MDSL! (mentally disturbed sick laugh)

John
Cavallo Offline
#4 Posted:
Joined: 01-05-2004
Posts: 2,796
as far as kids are concerned, i'm glad that there are still parents who haven't bought the PC-is-how-to-be line and can still protect their kids from it.

can you imagine the fate of a kid whose parents would just go along with what the "expert" said here? the poor kid would be DOOMED to a lifetime of institutionalization in the mental health zoo. :P

and then, as if pushing kids around with this crap wasn't bad enough, now it's as though it's illegal to be a free-thinking ADULT. i used to roll my eyes when an uber-conservative buddy of mine would ramble on about the "nanny state." now i'm starting to see it coming to fruition more and more.

even IF it's "a good idea" to wear safety belts, i HATE it that it's been enacted into a LAW. and, yes, in law enforcement that's against the party line, and yes, i have seen people thrown through vehicles. i still say it should be an individual ADULT'S CHOICE.

hell, i've also seen people get into accidents trying to belt up -- they see a cop and try to hurry and wiggle into it so they don't get a ticket, and then BOOM! they rearend someone, run off the road, you name it.

alcohol: at 18, we'll trust you with an M-16, but we just can't trust you with a beer!

oh, and if your state doesn't knuckle under and make it age 21 for alcohol and make it law to buckle up, then the feds will REALLY put the screws to you -- you won't make it 21 or over? fine! we'll take away money for your schools and your roads and MUAHAHAHA!

smoking: i wonder how many folks started up their own businesses so they could run the show on their own? too bad, mr. and ms. entrepreneur! if WE say you can't have smokers in your business or establishment, then that's THAT!

we just can't trust these darn business owners to make their own decisions!

yeah, ask a few of the bars and restaurants that are going to go out of business if THEY think it's "a good idea" to let the gubmint dictate who may and may not be in there.

you know what's really weird?

you can be a convicted murderer, but you can enjoy a pint or three in o'malley's bar without a hassle.

if you are a convicted child molester, you can help yourself to a few slices at giovanni's pizzaria, and no one will bother you in the least.

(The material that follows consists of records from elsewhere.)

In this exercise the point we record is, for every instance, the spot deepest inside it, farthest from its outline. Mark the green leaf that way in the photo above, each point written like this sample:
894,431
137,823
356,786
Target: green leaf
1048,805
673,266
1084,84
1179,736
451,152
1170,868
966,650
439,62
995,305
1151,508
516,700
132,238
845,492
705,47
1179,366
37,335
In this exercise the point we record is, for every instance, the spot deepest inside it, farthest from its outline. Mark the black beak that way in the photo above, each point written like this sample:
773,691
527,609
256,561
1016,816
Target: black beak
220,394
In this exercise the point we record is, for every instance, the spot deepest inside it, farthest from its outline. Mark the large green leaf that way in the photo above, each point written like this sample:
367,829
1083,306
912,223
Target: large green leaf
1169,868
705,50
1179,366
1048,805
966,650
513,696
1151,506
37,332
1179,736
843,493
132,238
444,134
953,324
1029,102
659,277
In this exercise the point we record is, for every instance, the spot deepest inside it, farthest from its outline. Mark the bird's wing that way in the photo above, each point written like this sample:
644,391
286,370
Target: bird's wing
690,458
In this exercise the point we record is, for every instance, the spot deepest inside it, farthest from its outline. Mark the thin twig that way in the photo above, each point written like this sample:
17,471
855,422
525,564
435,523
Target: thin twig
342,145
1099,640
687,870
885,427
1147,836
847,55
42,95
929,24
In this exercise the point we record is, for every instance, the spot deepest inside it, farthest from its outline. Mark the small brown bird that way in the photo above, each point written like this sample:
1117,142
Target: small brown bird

if you killed a family of four by your drunk driving, you can step right in to joe's steak house and enjoy the finest filet mignon they offer, kick back and have a couple of glasses of port while you digest your meal. you won't hear a peep from patron or staff either one.

but if you're a SMOKER -- GET OUT!!!!
Steve*R Offline
#5 Posted:
Joined: 07-23-2001
Posts: 1,858
The "letter" is an urban legend and has appeared under a variety of bylines for at least a decade. I believe it had its genesis as part of one of George Carlin's early stand-up routines. While it's been considerably embellished for a written format, the punch line is still basically the same; the kids are lined up alphabetically, and little Zelda always gets the black crayon.